There are many things that surprise me as I attend
conferences, meet people, and make my way through various cities. First, it is
surprising how many similarities I’ve found across countries that we usually consider
to be very different. I was at a restaurant in an unnamed city that was so
special it could have been a very popular dining destination in New York,
London, Rome, or Hong Kong, but it was in none of those cities. And while the food has been good, the traffic has
been bad and seems to be getting worse in every city around the world; this is
not just a feature of Rome or Washington, DC.
And there are differences that also work in
surprising ways. We refer to countries as “developed” versus “developing” or “emerging,”
of course with the assumption that the developing countries have a host of
problems to solve. One of the things I have started to notice in the supposedly
“developing” countries is that women are often in positions of command. I was
invited to speak at a conference in an “emerging” country where the rector from
one of the oldest and most prestigious universities is a woman and where women
are at the top management levels of financial institutions. In another developing
country where I attended a conference at the beginning of the Fall, the chair
of my session was a very famous journalist and, again, a woman. Developed countries have well-developed
markets, well-developed institutions, and good education systems, yet women are
paid less than men, and finding women in positions of power is often rare if
not impossible. So watch out young
people (young women)!
Another thing I have observed in the “developing”

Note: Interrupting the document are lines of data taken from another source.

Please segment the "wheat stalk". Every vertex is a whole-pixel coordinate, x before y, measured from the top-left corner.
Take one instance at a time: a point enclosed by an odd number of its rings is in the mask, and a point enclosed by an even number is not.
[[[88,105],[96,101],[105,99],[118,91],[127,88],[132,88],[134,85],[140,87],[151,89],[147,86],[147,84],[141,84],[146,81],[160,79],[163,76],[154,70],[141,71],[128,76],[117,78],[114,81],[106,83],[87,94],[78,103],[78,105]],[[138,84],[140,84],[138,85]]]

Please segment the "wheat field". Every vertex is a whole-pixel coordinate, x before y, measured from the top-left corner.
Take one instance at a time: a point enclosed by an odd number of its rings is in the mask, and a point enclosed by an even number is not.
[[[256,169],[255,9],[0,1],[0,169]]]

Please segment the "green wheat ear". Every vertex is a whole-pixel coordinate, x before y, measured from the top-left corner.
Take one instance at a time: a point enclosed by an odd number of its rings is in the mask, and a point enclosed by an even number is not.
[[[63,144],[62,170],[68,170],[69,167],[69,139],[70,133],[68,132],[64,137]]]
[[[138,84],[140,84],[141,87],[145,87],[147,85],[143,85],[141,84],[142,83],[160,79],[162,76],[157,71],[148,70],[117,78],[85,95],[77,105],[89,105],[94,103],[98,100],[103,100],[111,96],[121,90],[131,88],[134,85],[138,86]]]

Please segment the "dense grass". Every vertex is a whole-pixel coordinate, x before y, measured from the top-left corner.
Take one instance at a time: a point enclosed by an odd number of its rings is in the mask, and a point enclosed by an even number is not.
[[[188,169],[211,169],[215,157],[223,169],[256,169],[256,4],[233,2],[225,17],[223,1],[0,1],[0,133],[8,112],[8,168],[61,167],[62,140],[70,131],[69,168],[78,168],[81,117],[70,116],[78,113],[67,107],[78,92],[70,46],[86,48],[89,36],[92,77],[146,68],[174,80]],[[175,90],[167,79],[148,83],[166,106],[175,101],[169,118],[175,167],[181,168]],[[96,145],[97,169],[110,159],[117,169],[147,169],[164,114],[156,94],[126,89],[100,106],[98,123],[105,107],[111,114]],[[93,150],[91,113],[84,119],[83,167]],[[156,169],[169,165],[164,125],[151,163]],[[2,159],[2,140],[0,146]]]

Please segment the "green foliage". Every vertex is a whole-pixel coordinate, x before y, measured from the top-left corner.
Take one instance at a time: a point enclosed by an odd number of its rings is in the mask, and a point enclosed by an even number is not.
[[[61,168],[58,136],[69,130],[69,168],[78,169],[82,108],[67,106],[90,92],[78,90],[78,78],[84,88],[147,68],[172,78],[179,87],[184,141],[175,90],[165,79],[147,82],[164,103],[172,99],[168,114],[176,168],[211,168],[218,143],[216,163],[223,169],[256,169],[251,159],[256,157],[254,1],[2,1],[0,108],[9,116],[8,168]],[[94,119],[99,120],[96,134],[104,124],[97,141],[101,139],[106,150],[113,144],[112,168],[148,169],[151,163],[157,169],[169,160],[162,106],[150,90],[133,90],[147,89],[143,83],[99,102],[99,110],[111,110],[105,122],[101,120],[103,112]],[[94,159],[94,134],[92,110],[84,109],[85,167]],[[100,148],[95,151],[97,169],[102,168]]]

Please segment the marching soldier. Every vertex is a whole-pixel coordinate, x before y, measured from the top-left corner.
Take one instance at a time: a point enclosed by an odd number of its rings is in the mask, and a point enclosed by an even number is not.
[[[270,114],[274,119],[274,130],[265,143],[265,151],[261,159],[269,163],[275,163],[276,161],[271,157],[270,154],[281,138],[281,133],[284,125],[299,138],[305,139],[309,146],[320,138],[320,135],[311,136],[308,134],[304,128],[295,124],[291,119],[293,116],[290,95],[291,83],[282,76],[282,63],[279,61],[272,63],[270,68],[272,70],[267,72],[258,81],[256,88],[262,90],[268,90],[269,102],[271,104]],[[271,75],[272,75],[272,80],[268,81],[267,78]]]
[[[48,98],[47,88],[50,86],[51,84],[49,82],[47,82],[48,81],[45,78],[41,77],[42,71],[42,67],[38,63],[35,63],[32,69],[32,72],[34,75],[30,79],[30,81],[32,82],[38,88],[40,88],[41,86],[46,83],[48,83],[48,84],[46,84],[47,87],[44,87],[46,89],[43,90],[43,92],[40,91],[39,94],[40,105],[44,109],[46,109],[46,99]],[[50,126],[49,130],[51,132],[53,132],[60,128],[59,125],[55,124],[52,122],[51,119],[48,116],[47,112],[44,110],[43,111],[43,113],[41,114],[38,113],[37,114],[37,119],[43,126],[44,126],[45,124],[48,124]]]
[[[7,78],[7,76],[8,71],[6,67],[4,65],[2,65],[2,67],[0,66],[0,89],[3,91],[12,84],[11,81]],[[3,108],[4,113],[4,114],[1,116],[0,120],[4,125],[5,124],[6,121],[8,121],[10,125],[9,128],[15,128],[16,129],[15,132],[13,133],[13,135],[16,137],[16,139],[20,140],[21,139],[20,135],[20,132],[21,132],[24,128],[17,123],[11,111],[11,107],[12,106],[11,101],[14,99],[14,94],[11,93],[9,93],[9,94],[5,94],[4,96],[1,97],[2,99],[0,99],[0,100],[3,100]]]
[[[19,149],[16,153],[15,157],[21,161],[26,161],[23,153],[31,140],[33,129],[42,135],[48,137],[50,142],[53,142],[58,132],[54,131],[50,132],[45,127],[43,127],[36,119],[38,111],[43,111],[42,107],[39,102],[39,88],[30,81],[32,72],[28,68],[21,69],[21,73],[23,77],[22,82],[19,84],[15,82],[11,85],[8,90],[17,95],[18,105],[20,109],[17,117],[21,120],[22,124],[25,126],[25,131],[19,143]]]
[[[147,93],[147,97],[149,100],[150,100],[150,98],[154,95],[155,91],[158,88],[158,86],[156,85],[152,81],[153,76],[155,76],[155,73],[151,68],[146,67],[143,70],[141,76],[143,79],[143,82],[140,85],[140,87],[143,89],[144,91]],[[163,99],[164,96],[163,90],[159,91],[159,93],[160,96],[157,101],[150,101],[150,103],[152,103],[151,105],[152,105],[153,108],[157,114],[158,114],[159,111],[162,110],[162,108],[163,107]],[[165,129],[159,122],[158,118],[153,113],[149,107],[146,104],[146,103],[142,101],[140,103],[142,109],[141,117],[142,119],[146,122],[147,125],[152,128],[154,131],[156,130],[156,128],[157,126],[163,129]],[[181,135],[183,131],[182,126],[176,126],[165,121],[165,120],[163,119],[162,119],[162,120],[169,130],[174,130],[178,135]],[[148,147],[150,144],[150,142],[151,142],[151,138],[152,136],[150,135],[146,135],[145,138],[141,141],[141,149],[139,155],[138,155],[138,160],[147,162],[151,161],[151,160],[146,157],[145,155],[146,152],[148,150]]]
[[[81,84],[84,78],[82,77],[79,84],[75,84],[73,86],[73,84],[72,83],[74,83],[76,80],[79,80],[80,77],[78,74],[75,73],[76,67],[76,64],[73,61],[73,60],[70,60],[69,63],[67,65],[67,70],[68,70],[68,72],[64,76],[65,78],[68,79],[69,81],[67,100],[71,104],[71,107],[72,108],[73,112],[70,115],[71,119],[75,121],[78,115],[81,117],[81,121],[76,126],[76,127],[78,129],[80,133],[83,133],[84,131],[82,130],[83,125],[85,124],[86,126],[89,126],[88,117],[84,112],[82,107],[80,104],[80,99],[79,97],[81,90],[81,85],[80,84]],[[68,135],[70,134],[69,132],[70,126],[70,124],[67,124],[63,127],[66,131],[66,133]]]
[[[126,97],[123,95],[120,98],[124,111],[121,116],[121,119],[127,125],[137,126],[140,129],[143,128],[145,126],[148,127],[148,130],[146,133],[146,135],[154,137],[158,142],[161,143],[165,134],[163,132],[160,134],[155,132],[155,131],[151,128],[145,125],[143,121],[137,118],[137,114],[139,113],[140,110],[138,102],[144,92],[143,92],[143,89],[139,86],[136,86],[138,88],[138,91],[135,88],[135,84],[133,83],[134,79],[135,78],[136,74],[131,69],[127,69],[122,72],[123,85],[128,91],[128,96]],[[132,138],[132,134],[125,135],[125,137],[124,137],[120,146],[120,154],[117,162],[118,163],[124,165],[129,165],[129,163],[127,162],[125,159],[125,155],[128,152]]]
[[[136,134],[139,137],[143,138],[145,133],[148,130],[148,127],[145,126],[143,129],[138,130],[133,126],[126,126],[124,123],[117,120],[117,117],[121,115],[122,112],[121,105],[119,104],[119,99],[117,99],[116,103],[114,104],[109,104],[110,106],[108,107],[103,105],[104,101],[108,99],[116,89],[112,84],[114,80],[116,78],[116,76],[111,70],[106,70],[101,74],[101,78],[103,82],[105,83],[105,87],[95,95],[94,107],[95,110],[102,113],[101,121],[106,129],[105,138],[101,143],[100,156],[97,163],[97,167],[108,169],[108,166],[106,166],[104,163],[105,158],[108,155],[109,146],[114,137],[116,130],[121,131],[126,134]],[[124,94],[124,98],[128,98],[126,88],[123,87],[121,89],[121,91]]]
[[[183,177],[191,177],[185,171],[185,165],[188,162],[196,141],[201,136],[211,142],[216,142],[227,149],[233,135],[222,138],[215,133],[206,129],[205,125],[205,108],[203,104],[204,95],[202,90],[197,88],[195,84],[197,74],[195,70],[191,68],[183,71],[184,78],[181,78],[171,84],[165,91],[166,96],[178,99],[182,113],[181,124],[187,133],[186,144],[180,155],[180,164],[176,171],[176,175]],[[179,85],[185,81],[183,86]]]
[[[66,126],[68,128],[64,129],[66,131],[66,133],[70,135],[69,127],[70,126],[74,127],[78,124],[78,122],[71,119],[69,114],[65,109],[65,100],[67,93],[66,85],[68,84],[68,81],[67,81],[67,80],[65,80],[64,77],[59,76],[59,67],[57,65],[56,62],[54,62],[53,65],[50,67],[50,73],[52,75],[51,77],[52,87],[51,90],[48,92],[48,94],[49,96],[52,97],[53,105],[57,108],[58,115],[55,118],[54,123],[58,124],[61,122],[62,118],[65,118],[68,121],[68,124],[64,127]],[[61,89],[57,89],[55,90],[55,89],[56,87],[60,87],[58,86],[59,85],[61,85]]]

countries is that young people get good jobs. It is not unusual to see
directors and managers who are under 30 or 40 year old, and I did not get the
impression that they were considered inexperienced or less competent because of
their age. In many developed countries, the unemployment rate among the young
is so high that I am not sure why we do not consider it a crisis. In my native
Italy, if you leave your parents’ home before age 30 or 40, you are considered an
adventurous person who does not understand what a jungle it is out there.
I think we may want to change our terminology: we
may want to refer to market economies as either “mature” or “young” because the
lines between developed and developing countries are starting to be very
blurred and there is not always such strong evidence of progress—as the term
“developed” seems to imply—on how women and young people are faring in some of
these supposedly developed countries.